O processo de canonização de São Nuno de Santa Maria foi iniciado poucos anos após a sua morte. Em 1437, o Rei D. Duarte (1391-1438) solicitou ao Papa Eugénio IV a canonização do Condestável, tendo o Infante D. Pedro (1392-1449) redigido então o célebre elogio de Nun’Álvares.

Modelo de príncipes, exemplo de senhores, espelho de contemplativos és tu, bem-aventurado Nuno! Tu foste firme e forte em combate, tu foste comedido e apiedado na vitória, tu foste justo e misericordioso na paz, tu foste obediente e devoto no claustro (3).

Em 1641, as cortes portuguesas renovaram este pedido, enviado por D. João IV ao Papa Urbano VIII e, 33 anos mais tarde, na regência de D. Pedro II, ao Papa Clemente X. As diligências para a sua veneração pública, no entanto ficaram suspensas por dois séculos.

Em 1894, o Padre Anastácio Ronci, então postulador-geral dos carmelitas, introduziu na Santa Sé o processo para o reconhecimento do antiquíssimo culto ao Santo Condestável, que foi finalmente beatificado em 15 de Janeiro de 1918, pelo Papa Bento XV, com o decreto Clementissimus Deus, no difícil contexto da I Guerra Mundial.

Em 1940, os bispos portugueses pediram ao Papa Pio XII a prossecução da causa de canonização, que se iniciou no ano seguinte e, após um período de interrupção, reaberta em 2003. Nuno de Santa Maria foi canonizado a 26 de Abril de 2009 em Roma pelo Papa Bento XVI, que se lhe referiu como cavaleiro de vigor, extraordinário chefe militar e humilde frade carmelita distinguiu-se pela rectidão de comportamento e amor à Pátria, pureza de vida e desprendimento, cortesia e generosidade, uma vida de oração intensa e em particular pela grande devoção a Nossa Senhora, a quem atribuía publicamente as suas vitórias (homilia de Bento XVI na Missa de canonização).

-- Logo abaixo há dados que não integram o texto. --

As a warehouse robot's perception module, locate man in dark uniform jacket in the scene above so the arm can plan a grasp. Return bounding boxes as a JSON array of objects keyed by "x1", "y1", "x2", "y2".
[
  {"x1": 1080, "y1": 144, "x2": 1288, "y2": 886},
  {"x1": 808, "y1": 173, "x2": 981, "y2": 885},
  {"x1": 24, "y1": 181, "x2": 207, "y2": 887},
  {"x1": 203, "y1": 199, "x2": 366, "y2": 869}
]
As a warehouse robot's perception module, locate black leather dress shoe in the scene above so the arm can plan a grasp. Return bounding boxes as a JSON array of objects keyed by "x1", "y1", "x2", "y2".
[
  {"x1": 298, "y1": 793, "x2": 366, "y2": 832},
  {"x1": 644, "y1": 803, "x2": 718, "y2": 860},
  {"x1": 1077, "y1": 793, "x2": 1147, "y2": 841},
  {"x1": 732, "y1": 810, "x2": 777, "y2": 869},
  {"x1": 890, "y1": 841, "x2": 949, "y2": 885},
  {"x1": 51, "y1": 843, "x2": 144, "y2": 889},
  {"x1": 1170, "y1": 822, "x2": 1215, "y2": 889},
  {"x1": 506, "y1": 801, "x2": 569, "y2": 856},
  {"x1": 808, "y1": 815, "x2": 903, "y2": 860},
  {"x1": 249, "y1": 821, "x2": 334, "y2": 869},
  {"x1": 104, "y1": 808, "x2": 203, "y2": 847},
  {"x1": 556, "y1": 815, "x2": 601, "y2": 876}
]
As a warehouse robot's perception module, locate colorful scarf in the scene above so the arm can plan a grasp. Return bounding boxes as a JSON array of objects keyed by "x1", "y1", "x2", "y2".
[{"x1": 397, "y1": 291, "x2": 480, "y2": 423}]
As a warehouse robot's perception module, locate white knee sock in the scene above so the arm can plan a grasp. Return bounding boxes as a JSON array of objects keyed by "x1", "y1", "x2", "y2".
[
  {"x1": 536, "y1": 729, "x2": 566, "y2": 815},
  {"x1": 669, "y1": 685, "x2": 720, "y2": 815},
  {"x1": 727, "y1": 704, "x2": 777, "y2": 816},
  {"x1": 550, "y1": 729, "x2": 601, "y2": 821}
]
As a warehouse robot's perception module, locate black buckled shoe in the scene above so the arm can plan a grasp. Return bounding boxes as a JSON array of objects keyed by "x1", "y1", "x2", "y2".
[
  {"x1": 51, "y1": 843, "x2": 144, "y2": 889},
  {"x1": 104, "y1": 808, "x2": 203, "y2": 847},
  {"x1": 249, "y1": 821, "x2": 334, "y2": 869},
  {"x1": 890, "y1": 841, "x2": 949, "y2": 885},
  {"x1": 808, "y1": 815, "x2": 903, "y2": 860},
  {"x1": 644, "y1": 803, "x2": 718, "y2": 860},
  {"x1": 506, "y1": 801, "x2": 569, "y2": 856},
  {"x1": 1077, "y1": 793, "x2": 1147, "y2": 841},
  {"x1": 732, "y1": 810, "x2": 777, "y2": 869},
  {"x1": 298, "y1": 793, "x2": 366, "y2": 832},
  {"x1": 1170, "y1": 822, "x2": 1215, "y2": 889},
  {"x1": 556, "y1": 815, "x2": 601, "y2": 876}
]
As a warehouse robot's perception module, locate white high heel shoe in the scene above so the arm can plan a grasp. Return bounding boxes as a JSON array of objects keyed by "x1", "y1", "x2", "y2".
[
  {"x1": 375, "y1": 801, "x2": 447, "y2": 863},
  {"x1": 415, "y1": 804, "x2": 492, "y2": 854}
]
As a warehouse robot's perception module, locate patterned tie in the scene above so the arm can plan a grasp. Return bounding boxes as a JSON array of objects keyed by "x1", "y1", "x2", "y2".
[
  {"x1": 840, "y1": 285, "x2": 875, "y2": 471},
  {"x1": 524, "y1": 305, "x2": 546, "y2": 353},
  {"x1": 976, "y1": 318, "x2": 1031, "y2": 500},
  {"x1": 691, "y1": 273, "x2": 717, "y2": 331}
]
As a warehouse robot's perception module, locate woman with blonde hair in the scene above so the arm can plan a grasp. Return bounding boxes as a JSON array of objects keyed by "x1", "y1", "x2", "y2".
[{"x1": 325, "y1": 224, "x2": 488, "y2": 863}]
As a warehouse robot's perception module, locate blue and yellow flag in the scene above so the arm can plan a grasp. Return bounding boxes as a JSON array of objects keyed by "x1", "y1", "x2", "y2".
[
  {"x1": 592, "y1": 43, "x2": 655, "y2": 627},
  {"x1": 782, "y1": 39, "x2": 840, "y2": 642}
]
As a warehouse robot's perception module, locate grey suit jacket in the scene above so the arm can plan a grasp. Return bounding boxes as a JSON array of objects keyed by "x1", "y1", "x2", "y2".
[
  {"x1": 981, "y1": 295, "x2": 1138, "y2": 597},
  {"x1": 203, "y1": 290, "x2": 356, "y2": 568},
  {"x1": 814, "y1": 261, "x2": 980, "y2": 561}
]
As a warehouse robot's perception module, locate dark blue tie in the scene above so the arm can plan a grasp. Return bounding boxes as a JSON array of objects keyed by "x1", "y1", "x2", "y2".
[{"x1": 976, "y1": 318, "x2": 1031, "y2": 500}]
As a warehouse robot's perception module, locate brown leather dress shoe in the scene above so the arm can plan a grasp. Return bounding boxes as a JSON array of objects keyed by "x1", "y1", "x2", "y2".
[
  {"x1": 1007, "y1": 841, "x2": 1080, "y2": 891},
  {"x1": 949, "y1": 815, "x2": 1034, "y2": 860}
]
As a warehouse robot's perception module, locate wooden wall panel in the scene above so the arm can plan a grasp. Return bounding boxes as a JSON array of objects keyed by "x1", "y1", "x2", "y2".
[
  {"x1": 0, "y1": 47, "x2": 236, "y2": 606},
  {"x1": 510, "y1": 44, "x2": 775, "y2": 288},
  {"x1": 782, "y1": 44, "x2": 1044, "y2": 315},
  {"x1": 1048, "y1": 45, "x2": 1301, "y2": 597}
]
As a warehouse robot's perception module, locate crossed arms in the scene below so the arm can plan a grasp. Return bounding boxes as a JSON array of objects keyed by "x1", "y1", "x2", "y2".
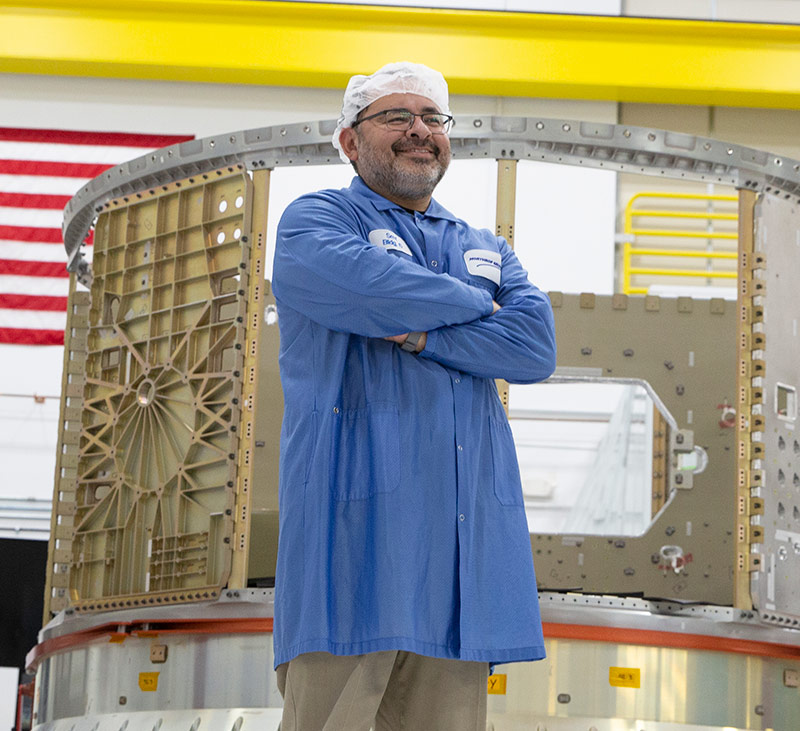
[{"x1": 273, "y1": 194, "x2": 556, "y2": 383}]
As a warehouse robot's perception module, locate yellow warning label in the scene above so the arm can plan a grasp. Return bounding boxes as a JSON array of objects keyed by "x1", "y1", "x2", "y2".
[
  {"x1": 489, "y1": 674, "x2": 507, "y2": 695},
  {"x1": 139, "y1": 673, "x2": 158, "y2": 693},
  {"x1": 608, "y1": 667, "x2": 642, "y2": 688}
]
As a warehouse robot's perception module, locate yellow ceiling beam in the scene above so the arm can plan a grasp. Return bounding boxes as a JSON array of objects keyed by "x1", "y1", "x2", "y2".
[{"x1": 0, "y1": 0, "x2": 800, "y2": 109}]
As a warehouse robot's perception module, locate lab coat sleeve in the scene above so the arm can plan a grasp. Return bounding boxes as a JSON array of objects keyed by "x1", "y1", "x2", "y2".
[
  {"x1": 420, "y1": 239, "x2": 556, "y2": 383},
  {"x1": 272, "y1": 192, "x2": 492, "y2": 337}
]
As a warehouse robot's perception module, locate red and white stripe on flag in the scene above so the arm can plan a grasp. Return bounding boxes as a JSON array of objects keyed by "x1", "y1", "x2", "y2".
[{"x1": 0, "y1": 127, "x2": 193, "y2": 345}]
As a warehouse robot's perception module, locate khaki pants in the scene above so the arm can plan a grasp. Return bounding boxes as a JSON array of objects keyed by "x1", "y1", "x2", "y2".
[{"x1": 278, "y1": 651, "x2": 489, "y2": 731}]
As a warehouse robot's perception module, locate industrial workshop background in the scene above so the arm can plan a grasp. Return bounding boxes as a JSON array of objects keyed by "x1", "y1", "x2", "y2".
[{"x1": 0, "y1": 0, "x2": 800, "y2": 728}]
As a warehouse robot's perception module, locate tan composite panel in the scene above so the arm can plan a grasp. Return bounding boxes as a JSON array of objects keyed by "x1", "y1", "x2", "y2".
[{"x1": 55, "y1": 166, "x2": 257, "y2": 611}]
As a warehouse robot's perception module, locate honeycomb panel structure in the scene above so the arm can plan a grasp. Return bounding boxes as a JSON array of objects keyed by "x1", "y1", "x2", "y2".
[{"x1": 69, "y1": 166, "x2": 255, "y2": 611}]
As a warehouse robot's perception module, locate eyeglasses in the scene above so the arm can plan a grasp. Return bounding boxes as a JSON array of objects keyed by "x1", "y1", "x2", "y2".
[{"x1": 350, "y1": 109, "x2": 453, "y2": 135}]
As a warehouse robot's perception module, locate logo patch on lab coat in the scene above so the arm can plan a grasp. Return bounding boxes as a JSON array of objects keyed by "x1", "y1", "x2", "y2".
[
  {"x1": 369, "y1": 228, "x2": 414, "y2": 256},
  {"x1": 464, "y1": 249, "x2": 502, "y2": 285}
]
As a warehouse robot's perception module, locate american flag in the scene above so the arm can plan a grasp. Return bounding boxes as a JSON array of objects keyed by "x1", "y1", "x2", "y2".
[{"x1": 0, "y1": 127, "x2": 193, "y2": 345}]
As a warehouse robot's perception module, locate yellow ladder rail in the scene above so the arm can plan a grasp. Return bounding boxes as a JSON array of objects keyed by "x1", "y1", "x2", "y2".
[{"x1": 622, "y1": 191, "x2": 738, "y2": 294}]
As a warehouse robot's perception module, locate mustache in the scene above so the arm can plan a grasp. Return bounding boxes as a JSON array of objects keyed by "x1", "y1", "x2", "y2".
[{"x1": 392, "y1": 140, "x2": 440, "y2": 157}]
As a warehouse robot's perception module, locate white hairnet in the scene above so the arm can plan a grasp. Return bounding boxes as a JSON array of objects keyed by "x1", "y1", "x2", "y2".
[{"x1": 331, "y1": 61, "x2": 450, "y2": 162}]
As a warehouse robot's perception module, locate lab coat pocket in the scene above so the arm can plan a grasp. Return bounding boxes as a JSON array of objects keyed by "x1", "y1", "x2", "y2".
[
  {"x1": 331, "y1": 403, "x2": 401, "y2": 500},
  {"x1": 489, "y1": 417, "x2": 524, "y2": 507}
]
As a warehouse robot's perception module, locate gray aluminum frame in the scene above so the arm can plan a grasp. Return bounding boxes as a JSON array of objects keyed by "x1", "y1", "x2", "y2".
[{"x1": 63, "y1": 115, "x2": 800, "y2": 284}]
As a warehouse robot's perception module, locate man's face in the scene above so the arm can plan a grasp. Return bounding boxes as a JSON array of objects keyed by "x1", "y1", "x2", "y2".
[{"x1": 348, "y1": 94, "x2": 450, "y2": 202}]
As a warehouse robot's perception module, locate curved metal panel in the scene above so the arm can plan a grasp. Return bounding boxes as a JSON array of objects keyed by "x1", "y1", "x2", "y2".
[{"x1": 63, "y1": 116, "x2": 800, "y2": 282}]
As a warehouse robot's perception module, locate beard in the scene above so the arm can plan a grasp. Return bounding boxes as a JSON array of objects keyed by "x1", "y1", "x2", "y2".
[{"x1": 358, "y1": 137, "x2": 450, "y2": 200}]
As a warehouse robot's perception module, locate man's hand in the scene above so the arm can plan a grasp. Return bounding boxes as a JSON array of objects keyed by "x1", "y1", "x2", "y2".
[
  {"x1": 384, "y1": 333, "x2": 428, "y2": 353},
  {"x1": 384, "y1": 300, "x2": 502, "y2": 353},
  {"x1": 384, "y1": 333, "x2": 408, "y2": 345}
]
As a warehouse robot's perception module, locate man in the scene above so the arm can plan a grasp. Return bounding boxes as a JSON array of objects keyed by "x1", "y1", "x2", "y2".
[{"x1": 273, "y1": 63, "x2": 555, "y2": 731}]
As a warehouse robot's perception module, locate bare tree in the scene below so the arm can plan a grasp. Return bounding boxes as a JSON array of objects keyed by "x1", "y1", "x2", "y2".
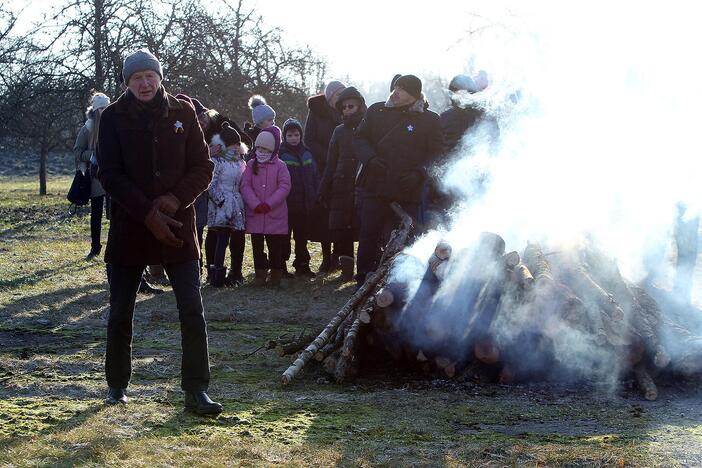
[{"x1": 0, "y1": 0, "x2": 326, "y2": 193}]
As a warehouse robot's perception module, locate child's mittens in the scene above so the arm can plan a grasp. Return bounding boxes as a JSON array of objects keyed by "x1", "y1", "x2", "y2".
[{"x1": 254, "y1": 203, "x2": 271, "y2": 214}]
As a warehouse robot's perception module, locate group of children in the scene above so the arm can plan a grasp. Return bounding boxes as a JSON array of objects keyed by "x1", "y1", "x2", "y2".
[{"x1": 201, "y1": 97, "x2": 319, "y2": 287}]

São Nuno de Santa Maria é representado, quer como condestável, quer com hábito carmelita. O seu estandarte branco, dividido por cruz vermelha, tem nos quatro quadrantes as armas dos Pereira – uma cruz de prata florida e vazia – e a representação do Calvário, da Virgem com o Menino, de São Jorge e de São Tiago.

A sua festa é celebrada a 6 de Novembro.

É padroeiro e patrono de uma infinidade de instituições portuguesas e estrangeiras, grande parte relacionadas com a vida militar, entre elas a Infantaria do Exército Português.

 

  1. LOPES, Fernão, Crónica de Dom João I, Primeira Parte, Imprensa Nacional, Centro de Estudos Comparatistas, Edição crítica, 2017, p. 165.
  2. CLEMENTE, Manuel, Nuno Álvares Pereira: Um Santo A Reconhecer, Colóquio “D. Nuno Álvares Pereira. O Homem E A Memória””, Conferências do Casino, 27 de Março de 2004.
  3. FONSECA, Luís Adão da, Nuno Álvares Pereira. Uma reflexão, in OLIVEIRA, Humberto (coord.) Olhares de Hoje Sobre Uma Vida de Ontem: Nuno Álvares Pereira Homem, Herói e Santo, Universidade Lusíada /Ordem do Carmo, Lisboa, 2009, p.182.

 

REFERÊNCIAS

  • ARAÚJO, Norberto, Inventário de Lisboa, fascículo 12, Lisboa, Câmara Municipal de Lisboa, 1956.
  • SANTANA, Francisco, SUCENA, Eduardo, (dir.), Dicionário da História de Lisboa. Lisboa, s.n., 1994.
  • VELASCO BAYÓN, Balbino, O. Carm., História da Ordem do Carmo em Portugal, Lisboa, Paulinas, 2001.
  • OLIVEIRA, Humberto (Coord.) Olhares de Hoje Sobre Uma Vida de Ontem: Nuno Álvares Pereira Homem, Herói e Santo, Universidade Lusíada /Ordem do Carmo, Lisboa, 2009.